Lydia's Funeral Video
nytheatre.com review by Michael Mraz
August 11, 2008
Lydia is your average apocalypse-obsessed 28 year-old girl living in San Francisco. Her estranged mother is a narcissistic newscaster. Her best friend is a cutting-edge doctor specializing in clean abortions. And she's having an affair with a man who's engaged to be married to someone else. All of this while balancing her job as a WaMu teller (her name has a connection to monetary units; she feels destined to work with them.) Her life is going according to plan, until a fetus appears to her in a dream, claiming to be hers, foretelling her death, and ordering her to get an abortion and make a video to be played at her funeral in the next 28 days...or else. Crazy, right? Until she wakes up pregnant with her betrothed lover's child. Thus, Lydia sets out to make her funeral video and debates the feelings connected to the idea of aborting her possible future child.
Lydia's Funeral Video, a one-woman show written and performed by Samantha Chanse, is set in a not-so-distant future where abortions are only legal 28 days after conception (thus her dream fetus's time limit) and are carried out in armored vehicles, under increasing threats by an extremist anti-abortion movement (this complicates Lydia's decision even more).
Lydia's best friend, Bernie, is the doctor who heroically heads up the pro-abortion movement. Despite her disbelief in Lydia's crazy dream, she agrees to perform the abortion, as long as it's done legally, and to help with Lydia's funeral video, even though there is no evidence of Lydia's impending death.

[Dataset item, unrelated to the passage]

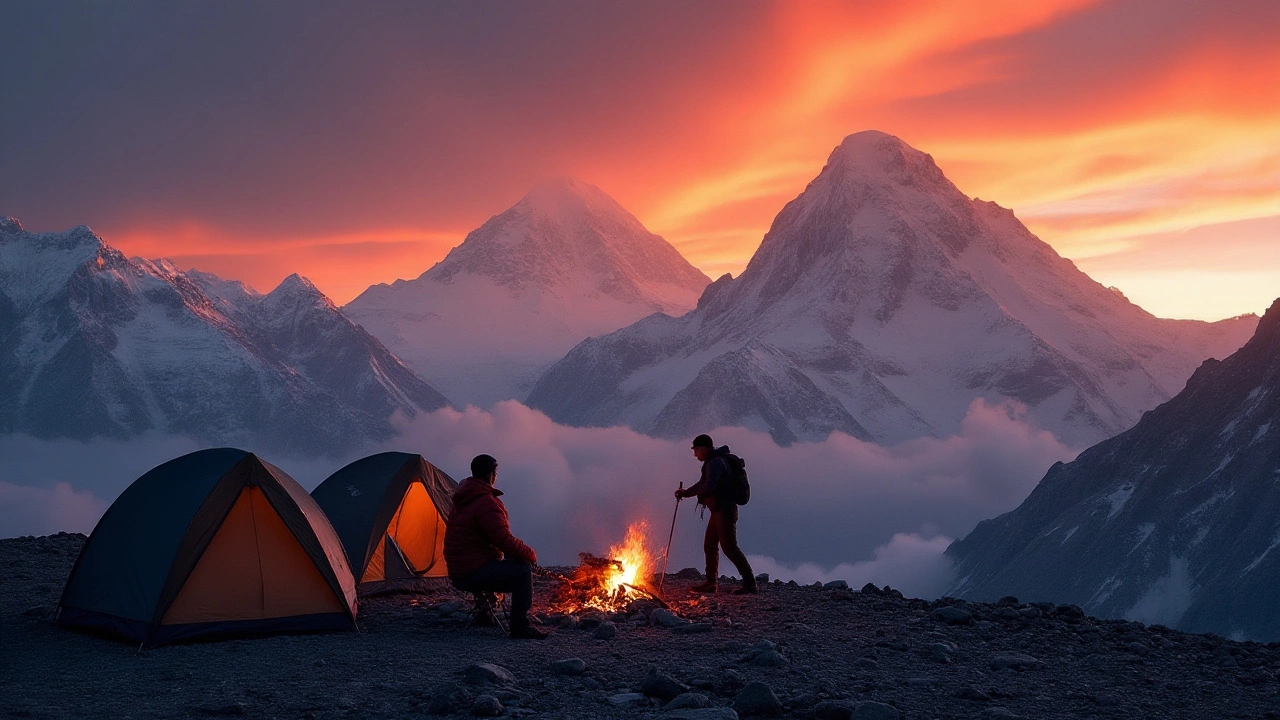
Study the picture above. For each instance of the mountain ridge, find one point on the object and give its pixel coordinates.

The fetus returns to Lydia issuing more requirements—ordering her to interview the father, Gin, who offers to leave his fiancée for her; forcing her to face her mother; and demanding she do three stand-up routines at an open-mic night she often frequents. As the days count down to Lydia's supposed end, she faces these challenges, taking her through a journey that finally makes her confront questions she's been afraid to even ask about her life. While Bernie claims she's "fucking over her life for some stupid dream," it seems the dream is finally making her live it. And as her favorite phrase—"maybe the apocalypse will come tomorrow"—becomes more true in the world around her, she begins to wake up to how much she's been ignoring it.
All of the characters are skillfully performed by Samantha Chanse, who creates seven distinct, living people and commits to their quirks fully throughout the entirety of the near two-hour show. Though I wish there would have been some more peaks and troughs in some of the characters' emotional journeys (most specifically with Lydia, especially in the already hilarious conversations with the fetus), Chanse has some brilliant moments with Lydia at a key turning point late in the show, as well as throughout her stand-up routines. Because of the slight lack of variation early-on, the first portion of the show rides entirely on Chanse's quick wit and delivery, but a strong finish drives the heart of the show home.
Chanse's writing also flows nicely, with light, easy dialogue and the monologues remain engaging throughout (quite a feat for 115 minutes sans intermission). However, a co-worker character that Chanse brings to the script never seems to take off much, seemingly just there to push work-related plot points along.
Overall, Lydia's Funeral Video manages to pose important questions on both sides of the abortion issue without seeming preachy and asks the audience to truly re-evaluate their relationships. Because, if the apocalypse is really going to come tomorrow, wasting today dwelling on the past and waiting for a better future seems a bit silly.